In Britain, the country’s first-ever woman Prime Minister gave her name to a political movement. The effect of “Thatcherism” on the fabric of British society was denied by no-one.
Proclaiming the battle against inflation as her government’s primary objective, Mrs Thatcher launched a campaign to regenerate Britain’s recession-hit economy through control of the money supply, restraint of trade union power and a far-reaching program of ‘Privatisation’ of nationalised industries.
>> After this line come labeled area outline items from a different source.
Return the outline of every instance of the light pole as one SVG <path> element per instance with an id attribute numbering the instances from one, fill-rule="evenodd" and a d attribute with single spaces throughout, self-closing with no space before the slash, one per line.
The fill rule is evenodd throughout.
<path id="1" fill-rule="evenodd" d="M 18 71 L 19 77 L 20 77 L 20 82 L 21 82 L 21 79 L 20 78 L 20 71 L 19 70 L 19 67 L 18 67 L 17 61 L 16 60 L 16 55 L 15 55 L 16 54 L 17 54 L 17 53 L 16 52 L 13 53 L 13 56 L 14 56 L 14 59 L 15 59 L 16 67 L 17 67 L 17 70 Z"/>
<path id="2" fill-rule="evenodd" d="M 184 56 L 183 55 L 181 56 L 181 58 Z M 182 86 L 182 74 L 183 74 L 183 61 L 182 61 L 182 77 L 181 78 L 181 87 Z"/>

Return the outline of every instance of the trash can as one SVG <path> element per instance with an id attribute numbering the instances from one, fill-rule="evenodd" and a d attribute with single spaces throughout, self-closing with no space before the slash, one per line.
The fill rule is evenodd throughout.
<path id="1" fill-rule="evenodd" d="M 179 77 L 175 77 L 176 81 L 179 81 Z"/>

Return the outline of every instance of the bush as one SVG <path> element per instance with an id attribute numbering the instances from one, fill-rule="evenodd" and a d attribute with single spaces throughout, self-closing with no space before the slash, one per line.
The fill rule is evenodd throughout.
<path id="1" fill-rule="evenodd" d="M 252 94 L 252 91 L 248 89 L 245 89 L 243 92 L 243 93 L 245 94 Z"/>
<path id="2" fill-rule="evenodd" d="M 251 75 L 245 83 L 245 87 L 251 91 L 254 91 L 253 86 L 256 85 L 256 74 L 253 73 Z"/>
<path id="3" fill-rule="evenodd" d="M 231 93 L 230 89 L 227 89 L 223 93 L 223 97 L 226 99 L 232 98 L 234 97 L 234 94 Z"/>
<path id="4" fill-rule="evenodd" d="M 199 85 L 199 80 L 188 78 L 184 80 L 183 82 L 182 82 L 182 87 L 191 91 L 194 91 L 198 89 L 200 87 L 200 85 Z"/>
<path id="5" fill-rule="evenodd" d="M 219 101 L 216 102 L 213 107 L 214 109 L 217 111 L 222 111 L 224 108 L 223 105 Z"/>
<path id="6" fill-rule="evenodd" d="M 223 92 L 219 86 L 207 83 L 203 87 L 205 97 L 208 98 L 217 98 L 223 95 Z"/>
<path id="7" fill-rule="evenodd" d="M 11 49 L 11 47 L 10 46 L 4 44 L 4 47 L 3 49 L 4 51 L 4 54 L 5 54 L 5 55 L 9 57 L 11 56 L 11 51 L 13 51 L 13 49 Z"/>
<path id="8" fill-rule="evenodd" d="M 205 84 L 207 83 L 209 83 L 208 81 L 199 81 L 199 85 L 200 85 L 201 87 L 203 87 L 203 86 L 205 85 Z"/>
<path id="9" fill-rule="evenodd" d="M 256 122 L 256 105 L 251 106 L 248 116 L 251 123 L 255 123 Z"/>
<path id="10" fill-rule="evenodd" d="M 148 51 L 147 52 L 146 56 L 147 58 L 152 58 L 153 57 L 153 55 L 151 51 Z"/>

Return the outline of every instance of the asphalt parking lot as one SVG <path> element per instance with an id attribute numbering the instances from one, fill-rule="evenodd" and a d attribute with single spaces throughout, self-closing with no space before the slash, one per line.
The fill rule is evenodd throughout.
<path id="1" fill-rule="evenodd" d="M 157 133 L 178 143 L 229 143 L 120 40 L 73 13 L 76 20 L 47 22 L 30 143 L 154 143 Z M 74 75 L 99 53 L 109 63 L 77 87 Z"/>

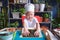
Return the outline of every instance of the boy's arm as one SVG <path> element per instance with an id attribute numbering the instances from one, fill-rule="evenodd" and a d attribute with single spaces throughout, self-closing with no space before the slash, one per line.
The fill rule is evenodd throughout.
<path id="1" fill-rule="evenodd" d="M 36 30 L 40 32 L 40 25 L 39 25 L 39 23 L 36 23 Z"/>
<path id="2" fill-rule="evenodd" d="M 23 23 L 23 27 L 24 27 L 24 30 L 28 30 L 25 22 Z"/>
<path id="3" fill-rule="evenodd" d="M 24 27 L 24 30 L 26 30 L 26 31 L 28 30 L 28 29 L 27 29 L 27 23 L 26 23 L 26 20 L 24 20 L 24 22 L 23 22 L 23 27 Z"/>

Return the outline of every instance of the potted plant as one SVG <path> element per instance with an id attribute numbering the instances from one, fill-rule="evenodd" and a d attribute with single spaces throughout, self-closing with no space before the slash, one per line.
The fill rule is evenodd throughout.
<path id="1" fill-rule="evenodd" d="M 45 13 L 43 16 L 44 16 L 44 22 L 50 22 L 50 14 L 49 13 Z"/>
<path id="2" fill-rule="evenodd" d="M 13 15 L 13 18 L 19 18 L 19 11 L 18 11 L 18 9 L 16 9 L 16 8 L 14 8 L 13 10 L 12 10 L 12 15 Z"/>
<path id="3" fill-rule="evenodd" d="M 24 8 L 20 8 L 19 12 L 20 12 L 21 15 L 23 15 L 25 13 L 25 9 Z"/>
<path id="4" fill-rule="evenodd" d="M 44 12 L 45 0 L 39 0 L 39 4 L 40 4 L 40 12 Z"/>

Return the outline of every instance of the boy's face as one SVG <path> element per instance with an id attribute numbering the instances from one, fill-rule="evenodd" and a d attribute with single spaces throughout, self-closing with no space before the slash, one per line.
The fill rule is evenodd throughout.
<path id="1" fill-rule="evenodd" d="M 26 18 L 31 20 L 34 17 L 34 12 L 27 12 L 26 13 Z"/>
Her controversial policies were blamed by many for producing high levels of unemployment and a sharp divide between the haves and the have-nots.
Thatcher also played a significant role on the world stage, most conspicuously in 1982 during the Falklands War with Argentina.
Thatcher promoted a ‘return to Victorian values’ in Britain, which was matched by a new conservatism in the USA under Ronald Reagan, who was voted in as president and served the maximum eight-year term in office.
In the USA, the policies of President Reagan sought to effect a similar rebirth of national self-esteem after the setbacks of the 1970s, and ‘Reaganomics’ were born.
In 1984, Yuppies appeared on the scene. An acronym for Young Urban professionals, it became synonymous with upward mobility, greed, and selfishness. But then the 80s was the decade of Self; self-improvement, self-motivation, self-help manuals . . .
“There’s no such thing as society. The individual is all”, Margaret Thatcher said. And appropriately enough, Sony launched the personal pocket stereo cassette player – The Walkman.
The Yuppies wore designer clothes, drove hi-tech cars, had high-speed jobs and went nowhere without the one essential item – the Filofax, a portable information system, (we used to call them diaries and address books) held together in a leather-bound ring binder.
The stock market crashed; Kylie Minogue became huge; Michael J Fox was the darling of America; the space shuttle seemed to blast off into space almost weekly; Argentina invaded the Falkland Islands prompting a war with Great Britain; Communism fell (as did most Television Evangelists); Oliver North took the heat for the US Government; Yuppies filled their Filofax‘s with dinner dates (‘nouvelle cuisine’ of course!) and in Australia “The Dingo took my baby!” . . .
The 80s brought an outbreak of shootings; It seemed to start when JR was shot in Dallas – but while millions tuned in to the most popular soap of the decade to find out whodunit, other shootings were all too real. Ronald Reagan and The Pope both survived their shootings. John Lennon and Egyptian President Anwar Sadat were not so fortunate. And as the decade drew to a close, things looked bleak.
The space shuttle Challenger exploded on take-off killing its crew of seven and a few months later a catastrophe at the Chernobyl nuclear reactor became the worst nuclear accident in history. October 1987 saw the collapse of the world stock markets and an end to an era where “Greed Is Good” became the catch-cry of the young and upwardly mobile.
The final year of the decade seemed to top it all off when the Chinese Army massacred protesting students in Beijing’s Tiananmen Square.
And yet the decade ended on a bright and hopeful note when, in November 1989, the Berlin Wall finally came down.
Not in secret as it had been constructed, but before the eyes of the entire world on live television amidst Europe’s biggest ever street party. East met West for the first time since 1961 and the Cold War was over.